Каждую ночь, лежа в своем углу на жестком топчане, Надя разрабатывала план бегства из Воркуты. И каждое утро она отодвигала эти планы на завтра, понимая, что без документов она далеко не убежит. Так прошла зима, потом весна. Наступило лето, а вместе с ним – время получать паспорт.
– Успеешь еще, – ответил на ее просьбу Зотов, – нет в тебе политической грамотности для того, чтоб мог я тебе с чистой совестью паспорт советский дать.
– Где мне взять эту грамотность, если вы меня в школу не пускаете?
– Ты меня школой не тычь, читай лучше газеты. Усваивай линию партии. Если хорошо усвоишь, пройдешь проверку на соответствие званию советского человека, получишь паспорт.
Надя старалась, читала. Однажды, оставшись в доме одна, она обложилась газетами, решив выучить линию партии наизусть. Так, чтобы Зотов понял – больше нет причины держать ее в черном теле. Она разложила на столе газеты, и увидела вдруг, что со всех страниц ей одинаково улыбается товарищ Сталин.
«Сейчас мы поразнообразим тебя», – подумала Надя, взяв в руки карандаш.
Она пририсовала одному Сталину уши, другому – трубку, третьему – бантик на шее. Увлекшись, она не заметила, как сзади к ней подошел вернувшийся домой Зотов.
– Ты… да как ты посмела… гнида болотная… На самого товарища Сталина, отца родного, руку поднять! – его затрясло от бешенства. – Я тебя предупреждал! Я слов на ветер не бросаю! Щас узнаешь, почем мое слово! – он начал расстегивать на своем животе широкий солдатский ремень. – Мало того, что ты всей моей семье нервы портишь, меня своим паспортом изводишь, ты еще и над товарищем Сталиным издеваешься.
Надя, с ужасом глядя на ремень в руках Зотова, вспомнила Гошу с его женой и закричала:
– Вы не имеете права. Я уже взрослая. Ничего я вашему Сталину не сделала, это он мне всю жизнь испортил, он моих родителей убил.
– «Моему Сталину»! Убил! Ах ты, вошь дворянская! Пригрел гадюку! Права у нее, вишь ли! Слишком много прав, как я погляжу, – озверевший Зотов, не обращая внимания на слабые Надины попытки защититься от побоев, намотал ее длинную косу на кулак и дернул вниз, перекинув через голову. Надя вздрогнула от боли и согнулась.
Зотов остановился только тогда, когда Надя почти перестала дышать. Он и сам не понял, как это произошло. Он просто выполнял свой гражданский долг – преподавал политический урок дочери врага народа. Но, видимо, настолько увлекся, что ощутил свою мужскую силу. Ощутил остро, жадно, до учащенного сердцебиения, до чертиков в глазах. И тогда ему стало все равно, кто перед ним.

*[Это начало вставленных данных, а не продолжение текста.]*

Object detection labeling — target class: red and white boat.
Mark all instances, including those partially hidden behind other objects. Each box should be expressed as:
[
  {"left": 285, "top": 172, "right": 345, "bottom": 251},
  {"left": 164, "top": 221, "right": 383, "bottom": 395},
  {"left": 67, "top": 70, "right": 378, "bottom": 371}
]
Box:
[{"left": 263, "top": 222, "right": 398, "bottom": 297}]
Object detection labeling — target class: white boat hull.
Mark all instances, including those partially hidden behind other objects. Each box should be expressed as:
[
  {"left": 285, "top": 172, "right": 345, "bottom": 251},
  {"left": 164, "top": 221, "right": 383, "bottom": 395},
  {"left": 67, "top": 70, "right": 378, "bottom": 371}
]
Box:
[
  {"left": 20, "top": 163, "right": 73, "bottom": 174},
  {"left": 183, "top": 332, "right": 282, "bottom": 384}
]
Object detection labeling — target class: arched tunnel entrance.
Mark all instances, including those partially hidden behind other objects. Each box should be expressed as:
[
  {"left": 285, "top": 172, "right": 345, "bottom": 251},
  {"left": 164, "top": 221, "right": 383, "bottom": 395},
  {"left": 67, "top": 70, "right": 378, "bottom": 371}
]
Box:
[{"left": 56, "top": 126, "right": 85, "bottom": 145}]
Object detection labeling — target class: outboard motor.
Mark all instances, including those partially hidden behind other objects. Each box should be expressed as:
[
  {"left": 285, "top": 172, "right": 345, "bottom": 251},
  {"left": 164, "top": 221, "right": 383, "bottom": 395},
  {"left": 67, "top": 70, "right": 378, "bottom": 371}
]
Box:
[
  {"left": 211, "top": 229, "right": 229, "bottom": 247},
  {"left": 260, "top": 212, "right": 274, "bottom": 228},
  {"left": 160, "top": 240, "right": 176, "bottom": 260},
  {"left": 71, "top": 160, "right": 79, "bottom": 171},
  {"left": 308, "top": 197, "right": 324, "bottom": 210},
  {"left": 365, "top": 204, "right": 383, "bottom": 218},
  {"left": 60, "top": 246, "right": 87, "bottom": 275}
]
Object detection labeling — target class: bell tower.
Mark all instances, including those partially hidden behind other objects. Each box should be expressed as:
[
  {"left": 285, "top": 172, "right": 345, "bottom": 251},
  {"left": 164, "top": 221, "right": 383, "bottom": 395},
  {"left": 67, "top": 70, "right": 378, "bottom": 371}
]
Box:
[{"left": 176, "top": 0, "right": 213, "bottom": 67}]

Надя лежала на полу лицом вниз. Глаза ее были закрыты, и она не видела растекшейся лужи крови. Ей было больно, стыдно, обидно. Ей было так плохо, что она почти умерла. Оставалось только остановить дыхание, и она сдерживала каждый вдох, впечатывая свое тощее тельце в жесткие половицы. Однако воздух проникал в нее каким-то неподконтрольным ей образом, заставляя ее жить.
Придя в себя, Зотов растерялся: он был усердным служакой, но не насильником, и при виде растерзанной девчонки испытал нечто вроде жалости.
– Ты вот что, девка, за науку не серчай. За надсмехательство над товарищем Сталиным срок положен, а я с тобой по-отечески обошелся, – попытался оправдаться он. – Ты это. Давай, отдыхай, сколько надо. Я жене скажу, чтоб она, значит, тебя не трогала. Мол, заболела ты.
Вспомнив про жену, Зотов испугался. Если Дуня узнает, что он тут натворил, она его самого по этапу отправит. Он поднял не способную сопротивляться Надю, усадил на стул.
– Ты давай, приходи в себя, – потряс он ее за плечо, – не ровен час, жена вернется, а ты тут тетерей развалилась… Замой кровь. На полу и на юбке.
Надя сидела без движения. Зотов разозлился. С минуты на минуту могла прийти жена, все учует, и тогда ему несдобровать.
– Слышь, ты, тетеря, – заорал он в лицо Наде, – нече тут тоску изображать. Бери тряпку и прибирайся быстро. А то все по-новой…
Надя вздрогнула.
– Ожила! То-то же. Давай, вставай, убирайся. И помни – никому ни слова. На носу заруби. Ни-ко-му! Ремень вот он, всегда при мне, запорю, и никто с меня не спросит. А если спросит, найду че ответить, рисования твои представлю…
Добравшись до своего угла, Надя легла. Она не чувствовала телесной боли, потому что душевная боль терзала ее сильнее. Раньше Надя мечтала о том времени, когда она уедет из Воркуты. Там, в другом мире, она надеялась встретиться с высоким темноволосым юношей, похожим на ее отца. Он стал бы для нее защитником, она ему – верной женой. Но теперь все изгажено. Девичью надежду, веру, любовь Зотов растоптал, распяв Надю на газетах с портретами друга счастливого детства – Сталина.
Ночью, когда вся семья Зотовых дружно храпела, она ушла из их постылого дома. Унижению она предпочла смерть. Пустынные улицы Воркуты, укрытые черным бархатом ночи, встретили ее тишиной. Полярная осень, короткая, как последний вздох перед уходом в белое безмолвие, вступала в свои права. Надя шла наугад, не разбирая дороги. Из потаенного карманчика она достала крестик. Его разноцветные камни, преломляя лунный свет, мерцали загадочными бликами. На мгновение Наде показалось, что в них отражаются лица тех, кто покинул этот мир, безмерно любя ее. Воспоминания закружили ее, отдаваясь щемящей болью в груди. Далекая Москва… уютный дом… запах бабушкиных пирогов… картины на стенах… смеющийся отец у своих пейзажей… пианино… игра в четыре руки «Утро туманное, утро седое»…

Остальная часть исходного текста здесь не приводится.